Lula è già stato accusato in un altro processo a Brasilia di essere “il capo della gang” e di “non potere non sapere” del sistema di tangenti in atto.
Oltre alle accuse presentate mercoledì, Lula è sotto indagine per altre due inchieste, anche queste derivanti dall’operazione Lava Jato. Un’indagine che dura dal 2014 e che ha portato in carcere politici e imprenditori brasiliani di primissimo piano, e che non accenna a fermarsi, scoprendo quasi quotidianamente nuovi scandali di corruzione in diversi settori dell’amministrazione pubblica brasiliana.
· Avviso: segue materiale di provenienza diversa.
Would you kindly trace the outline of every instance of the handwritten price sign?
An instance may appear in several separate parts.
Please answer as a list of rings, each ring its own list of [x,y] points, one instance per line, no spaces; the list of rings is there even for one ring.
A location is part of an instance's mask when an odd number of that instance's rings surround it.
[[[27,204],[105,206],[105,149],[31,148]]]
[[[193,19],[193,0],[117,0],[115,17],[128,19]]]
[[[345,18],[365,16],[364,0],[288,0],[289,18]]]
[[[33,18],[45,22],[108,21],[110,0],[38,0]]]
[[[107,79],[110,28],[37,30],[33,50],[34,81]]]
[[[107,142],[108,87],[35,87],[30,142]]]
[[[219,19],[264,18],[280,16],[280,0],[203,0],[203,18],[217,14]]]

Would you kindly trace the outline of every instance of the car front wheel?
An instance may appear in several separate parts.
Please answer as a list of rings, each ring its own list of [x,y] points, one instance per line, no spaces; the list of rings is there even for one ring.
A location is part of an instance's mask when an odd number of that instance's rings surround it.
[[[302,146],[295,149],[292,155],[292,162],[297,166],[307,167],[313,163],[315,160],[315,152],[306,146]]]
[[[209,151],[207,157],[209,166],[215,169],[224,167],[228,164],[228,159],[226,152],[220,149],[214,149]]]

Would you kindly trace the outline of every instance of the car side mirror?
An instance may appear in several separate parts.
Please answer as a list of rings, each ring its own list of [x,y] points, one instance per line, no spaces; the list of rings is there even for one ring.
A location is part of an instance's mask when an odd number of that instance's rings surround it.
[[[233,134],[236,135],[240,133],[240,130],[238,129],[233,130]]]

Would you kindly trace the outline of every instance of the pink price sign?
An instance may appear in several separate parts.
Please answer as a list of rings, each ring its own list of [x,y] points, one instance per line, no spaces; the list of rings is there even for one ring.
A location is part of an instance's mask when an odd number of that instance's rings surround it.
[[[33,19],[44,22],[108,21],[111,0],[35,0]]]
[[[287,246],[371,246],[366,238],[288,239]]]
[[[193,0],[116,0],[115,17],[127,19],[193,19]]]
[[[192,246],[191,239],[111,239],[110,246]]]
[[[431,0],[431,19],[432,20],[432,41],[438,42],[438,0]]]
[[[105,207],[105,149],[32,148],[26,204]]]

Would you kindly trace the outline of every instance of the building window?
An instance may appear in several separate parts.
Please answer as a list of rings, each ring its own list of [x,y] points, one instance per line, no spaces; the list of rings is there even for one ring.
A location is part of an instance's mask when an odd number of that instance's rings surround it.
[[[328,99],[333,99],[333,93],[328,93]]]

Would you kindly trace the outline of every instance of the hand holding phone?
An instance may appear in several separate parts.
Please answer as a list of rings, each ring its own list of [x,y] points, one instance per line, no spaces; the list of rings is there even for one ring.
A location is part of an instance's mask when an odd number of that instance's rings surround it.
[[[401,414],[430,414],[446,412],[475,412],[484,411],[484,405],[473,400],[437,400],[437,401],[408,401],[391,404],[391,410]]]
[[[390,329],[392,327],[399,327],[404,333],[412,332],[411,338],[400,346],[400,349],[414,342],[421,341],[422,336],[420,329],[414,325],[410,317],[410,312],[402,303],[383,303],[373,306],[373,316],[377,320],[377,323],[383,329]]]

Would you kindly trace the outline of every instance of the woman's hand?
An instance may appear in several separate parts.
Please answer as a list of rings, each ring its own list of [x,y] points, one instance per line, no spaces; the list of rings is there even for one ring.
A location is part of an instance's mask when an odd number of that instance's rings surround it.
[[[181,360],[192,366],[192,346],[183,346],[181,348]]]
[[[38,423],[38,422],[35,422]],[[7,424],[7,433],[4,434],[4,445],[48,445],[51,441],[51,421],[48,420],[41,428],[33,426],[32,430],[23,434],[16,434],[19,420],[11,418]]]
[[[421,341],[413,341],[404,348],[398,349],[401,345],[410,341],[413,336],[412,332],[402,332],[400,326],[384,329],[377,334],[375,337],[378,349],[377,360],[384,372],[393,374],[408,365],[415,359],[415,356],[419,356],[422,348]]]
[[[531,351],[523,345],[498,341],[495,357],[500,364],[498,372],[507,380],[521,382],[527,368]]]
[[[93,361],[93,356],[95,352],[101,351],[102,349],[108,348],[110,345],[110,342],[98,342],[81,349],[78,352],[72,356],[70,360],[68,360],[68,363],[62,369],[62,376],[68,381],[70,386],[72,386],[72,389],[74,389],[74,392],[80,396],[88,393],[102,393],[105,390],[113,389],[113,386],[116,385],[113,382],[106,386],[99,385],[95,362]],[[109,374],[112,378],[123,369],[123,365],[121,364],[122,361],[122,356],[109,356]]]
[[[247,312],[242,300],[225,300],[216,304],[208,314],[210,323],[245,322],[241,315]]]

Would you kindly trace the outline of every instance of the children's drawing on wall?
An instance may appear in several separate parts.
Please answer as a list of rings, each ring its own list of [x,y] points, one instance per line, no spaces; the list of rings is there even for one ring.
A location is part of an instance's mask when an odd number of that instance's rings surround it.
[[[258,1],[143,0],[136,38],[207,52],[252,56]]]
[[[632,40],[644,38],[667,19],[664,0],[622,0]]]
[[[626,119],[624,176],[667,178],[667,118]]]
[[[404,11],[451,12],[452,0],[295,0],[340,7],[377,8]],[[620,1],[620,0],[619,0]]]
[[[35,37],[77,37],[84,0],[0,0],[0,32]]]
In un altro processo a Brasilia, Lula è stato accusato di essere “il capo della gang” e di “non potere non sapere” del sistema di tangenti in atto.
Lula è stato presidente del Brasile dal 2003 al 2010, quando grazie alla sua grande popolarità è riuscito a far eleggere la sua delfina, Dilma Rousseff, deposta il 31 agosto scorso.
Nel tentativo di salvare il suo padrino politico, la scorsa primavera la Rousseff aveva nominato Lula ministro della Casa Civil, in modo da garantirgli l’immunità e il foro privilegiato presso il Supremo Tribunale Federale (STF), la Corte Costituzionale brasiliana, sottraendolo così al radar della magistratura ordinaria di Curitiba. Tentativo naufragato dopo l’impeachment della Rousseff. Lula è oggi un comune cittadino, e dovrà quindi rispondere in tribunale alle accuse dei magistrati.